Türkiye'nin Stratejik Kavşağı: Fırsatlar ve Tehditler Türkiye, coğrafi konumu, üretim kapasitesi ve AB ile mevcut Gümrük Birliği anlaşması sayesinde bu yeni dönemin kilit oyuncularından biri olma potansiyeli taşıyor. Ancak madalyonun iki yüzü var. Ankara'nın önündeki tabloyu şu şekilde özetlemek mümkün:
Fırsat: Avrupa'ya yakın, güvenilir bir üretim ve tedarik merkezi olarak Türkiye'nin rolü güçlenebilir. Özellikle Batılı şirketlerin Çin'e olan bağımlılıklarını azaltma arayışında Türkiye öne çıkabilir.

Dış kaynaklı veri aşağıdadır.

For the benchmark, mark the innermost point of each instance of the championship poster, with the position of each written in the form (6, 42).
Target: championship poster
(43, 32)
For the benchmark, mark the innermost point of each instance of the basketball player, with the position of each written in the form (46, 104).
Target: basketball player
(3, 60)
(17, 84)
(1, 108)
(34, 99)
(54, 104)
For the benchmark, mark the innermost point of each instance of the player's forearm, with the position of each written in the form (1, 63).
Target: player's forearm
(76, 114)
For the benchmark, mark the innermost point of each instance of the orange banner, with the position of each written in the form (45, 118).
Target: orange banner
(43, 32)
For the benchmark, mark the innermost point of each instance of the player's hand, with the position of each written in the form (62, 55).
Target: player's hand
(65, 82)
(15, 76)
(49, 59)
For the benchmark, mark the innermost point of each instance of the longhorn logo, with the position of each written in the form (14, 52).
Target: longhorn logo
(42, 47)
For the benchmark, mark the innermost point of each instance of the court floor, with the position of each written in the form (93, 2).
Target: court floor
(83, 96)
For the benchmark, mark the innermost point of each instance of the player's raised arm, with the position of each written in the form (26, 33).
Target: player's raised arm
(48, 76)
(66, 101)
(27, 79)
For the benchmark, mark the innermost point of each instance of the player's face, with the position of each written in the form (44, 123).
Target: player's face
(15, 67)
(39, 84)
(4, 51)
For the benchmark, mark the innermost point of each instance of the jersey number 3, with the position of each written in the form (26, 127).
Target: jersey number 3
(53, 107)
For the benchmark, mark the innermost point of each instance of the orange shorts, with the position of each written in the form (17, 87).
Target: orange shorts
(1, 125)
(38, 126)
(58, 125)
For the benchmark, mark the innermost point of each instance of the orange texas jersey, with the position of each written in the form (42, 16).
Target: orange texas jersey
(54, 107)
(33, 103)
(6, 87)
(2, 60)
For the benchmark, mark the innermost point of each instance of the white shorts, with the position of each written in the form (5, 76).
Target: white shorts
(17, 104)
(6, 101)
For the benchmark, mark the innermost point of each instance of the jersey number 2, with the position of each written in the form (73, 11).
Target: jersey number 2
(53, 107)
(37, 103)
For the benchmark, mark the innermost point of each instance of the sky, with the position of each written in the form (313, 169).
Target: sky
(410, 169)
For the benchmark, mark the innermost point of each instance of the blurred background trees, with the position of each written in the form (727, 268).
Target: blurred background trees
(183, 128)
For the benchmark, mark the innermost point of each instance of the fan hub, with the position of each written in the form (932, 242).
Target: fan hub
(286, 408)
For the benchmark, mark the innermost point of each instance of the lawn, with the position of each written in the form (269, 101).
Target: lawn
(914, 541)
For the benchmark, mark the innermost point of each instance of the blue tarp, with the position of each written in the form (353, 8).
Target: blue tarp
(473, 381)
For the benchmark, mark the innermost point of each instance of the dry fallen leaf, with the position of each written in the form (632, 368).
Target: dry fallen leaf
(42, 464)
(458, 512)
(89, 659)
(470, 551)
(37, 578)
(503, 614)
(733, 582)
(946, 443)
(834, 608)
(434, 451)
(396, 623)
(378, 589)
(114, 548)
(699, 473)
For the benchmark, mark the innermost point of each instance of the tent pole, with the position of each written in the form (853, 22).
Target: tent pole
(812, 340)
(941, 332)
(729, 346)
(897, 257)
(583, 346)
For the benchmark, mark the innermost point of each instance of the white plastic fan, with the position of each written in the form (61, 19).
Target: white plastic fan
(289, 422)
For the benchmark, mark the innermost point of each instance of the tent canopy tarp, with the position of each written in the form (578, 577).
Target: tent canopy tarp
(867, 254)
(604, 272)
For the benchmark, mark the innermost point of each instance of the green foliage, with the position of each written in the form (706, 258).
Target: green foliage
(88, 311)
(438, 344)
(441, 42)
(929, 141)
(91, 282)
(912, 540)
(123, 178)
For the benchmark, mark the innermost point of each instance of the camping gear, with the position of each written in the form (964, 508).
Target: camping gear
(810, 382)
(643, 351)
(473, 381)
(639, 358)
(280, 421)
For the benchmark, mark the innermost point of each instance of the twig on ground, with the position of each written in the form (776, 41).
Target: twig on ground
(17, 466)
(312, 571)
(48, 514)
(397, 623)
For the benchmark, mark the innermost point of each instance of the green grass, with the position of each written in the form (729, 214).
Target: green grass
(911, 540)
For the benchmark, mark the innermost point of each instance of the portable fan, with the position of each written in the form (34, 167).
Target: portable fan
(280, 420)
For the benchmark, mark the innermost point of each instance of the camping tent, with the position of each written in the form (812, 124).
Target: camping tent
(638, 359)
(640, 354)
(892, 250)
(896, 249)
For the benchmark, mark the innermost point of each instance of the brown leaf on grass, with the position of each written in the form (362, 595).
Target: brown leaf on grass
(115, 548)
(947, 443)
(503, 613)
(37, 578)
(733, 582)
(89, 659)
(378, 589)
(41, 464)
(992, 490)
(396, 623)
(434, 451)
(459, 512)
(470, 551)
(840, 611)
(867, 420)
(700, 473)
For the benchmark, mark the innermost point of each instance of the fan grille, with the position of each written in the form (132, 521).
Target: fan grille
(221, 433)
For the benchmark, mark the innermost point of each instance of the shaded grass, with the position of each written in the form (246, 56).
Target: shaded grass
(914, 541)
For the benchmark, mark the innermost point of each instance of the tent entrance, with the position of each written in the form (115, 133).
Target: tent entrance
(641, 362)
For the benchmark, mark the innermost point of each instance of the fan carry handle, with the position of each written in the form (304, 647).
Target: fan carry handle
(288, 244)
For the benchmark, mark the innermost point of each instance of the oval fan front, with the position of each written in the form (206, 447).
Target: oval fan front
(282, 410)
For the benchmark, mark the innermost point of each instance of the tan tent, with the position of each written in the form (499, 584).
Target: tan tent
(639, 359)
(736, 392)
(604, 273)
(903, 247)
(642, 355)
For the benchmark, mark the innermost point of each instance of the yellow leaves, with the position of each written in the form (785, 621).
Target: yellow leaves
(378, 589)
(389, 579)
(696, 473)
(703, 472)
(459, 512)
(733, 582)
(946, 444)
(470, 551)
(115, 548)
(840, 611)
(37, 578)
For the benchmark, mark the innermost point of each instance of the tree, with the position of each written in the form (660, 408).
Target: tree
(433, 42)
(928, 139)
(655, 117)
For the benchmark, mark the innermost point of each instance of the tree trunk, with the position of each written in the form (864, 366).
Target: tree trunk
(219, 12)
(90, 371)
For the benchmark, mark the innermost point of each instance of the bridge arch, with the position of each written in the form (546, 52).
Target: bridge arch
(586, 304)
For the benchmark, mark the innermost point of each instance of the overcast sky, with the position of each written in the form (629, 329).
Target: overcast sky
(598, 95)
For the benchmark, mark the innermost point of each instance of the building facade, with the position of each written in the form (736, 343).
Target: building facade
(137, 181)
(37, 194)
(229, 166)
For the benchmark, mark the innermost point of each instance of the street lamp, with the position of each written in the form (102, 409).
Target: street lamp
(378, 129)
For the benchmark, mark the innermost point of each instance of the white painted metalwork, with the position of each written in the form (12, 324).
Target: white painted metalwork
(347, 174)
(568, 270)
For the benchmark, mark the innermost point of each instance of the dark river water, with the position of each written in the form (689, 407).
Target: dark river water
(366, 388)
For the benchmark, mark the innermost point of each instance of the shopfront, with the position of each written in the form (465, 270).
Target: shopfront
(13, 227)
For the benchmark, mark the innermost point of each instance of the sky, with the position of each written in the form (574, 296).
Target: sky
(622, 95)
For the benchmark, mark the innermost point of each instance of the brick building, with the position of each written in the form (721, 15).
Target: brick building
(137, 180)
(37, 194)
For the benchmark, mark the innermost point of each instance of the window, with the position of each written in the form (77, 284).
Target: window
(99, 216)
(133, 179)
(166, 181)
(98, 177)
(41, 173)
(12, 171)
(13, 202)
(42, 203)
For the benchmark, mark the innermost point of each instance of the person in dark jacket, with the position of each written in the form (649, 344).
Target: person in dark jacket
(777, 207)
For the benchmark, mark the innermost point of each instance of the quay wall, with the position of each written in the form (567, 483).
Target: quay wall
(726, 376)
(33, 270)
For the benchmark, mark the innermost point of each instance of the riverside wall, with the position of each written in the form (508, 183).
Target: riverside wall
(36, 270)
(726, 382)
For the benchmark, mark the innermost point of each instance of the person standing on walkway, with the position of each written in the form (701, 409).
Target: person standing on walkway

Fırsat: ABD ile hedeflenen 100 milyar dolarlık ticaret hacmi hedefi için yeni bir zemin oluşabilir. İkili müzakereler bu yeni konjonktürde daha da önem kazanıyor.
Tehdit: ABD-AB bloğunun kendi içine kapanması ve yeni standartlar (örneğin Karbon Sınır Düzenleme Mekanizması - CBAM gibi) getirmesi, Gümrük Birliği'ne rağmen Türk ihracatçısı için yeni engeller oluşturabilir.
Tehdit: Rekabetin artması. Türkiye gibi diğer gelişmekte olan ülkeler de bu yeni pastadan pay almak için daha agresif politikalar izleyebilir.
Bu karmaşık tablo karşısında hükümetin de gelişmeleri yakından izlediği görülüyor. Cumhurbaşkanı Yardımcısı Cevdet Yılmaz'ın konuya ilişkin değerlendirmesi, Türkiye'nin pozisyonunu net bir şekilde ortaya koyuyor: "Tüm bu gelişmelerin ülkemiz ekonomisine muhtemel etkilerini yakından takip ediyoruz. AB ile gümrük birliği, bir çok ülke ile serbest ticaret anlaşmaları, ABD ile dengeli ticareti ve önemli ticari hedefleri olan bir ülke olarak; yeni ortamın getireceği fırsatları değerlendirmek, tehditlere karşı tedbirler almak üzere çalışmalarımızı sürdürüyoruz."
Proaktif Strateji Şart Uzmanlar, Türkiye'nin bu yeni döneme pasif bir izleyici olarak değil, proaktif bir oyuncu olarak hazırlanması gerektiğini vurguluyor. Bu noktada, Gümrük Birliği'nin güncellenmesi ve yeşil dönüşüm gibi yeni nesil ticaret kurallarına uyum sağlanması hayati önem taşıyor. Aynı zamanda, ABD ile yürütülen ikili ticaret müzakerelerinin somut sonuçlara ulaşması, Türkiye'nin transatlantik ticaret eksenindeki yerini sağlamlaştıracaktır. Önümüzdeki dönem, Türkiye ekonomisinin küresel rekabetteki yeni rotasını belirleyecek kritik kararların alınacağı bir süreç olacak.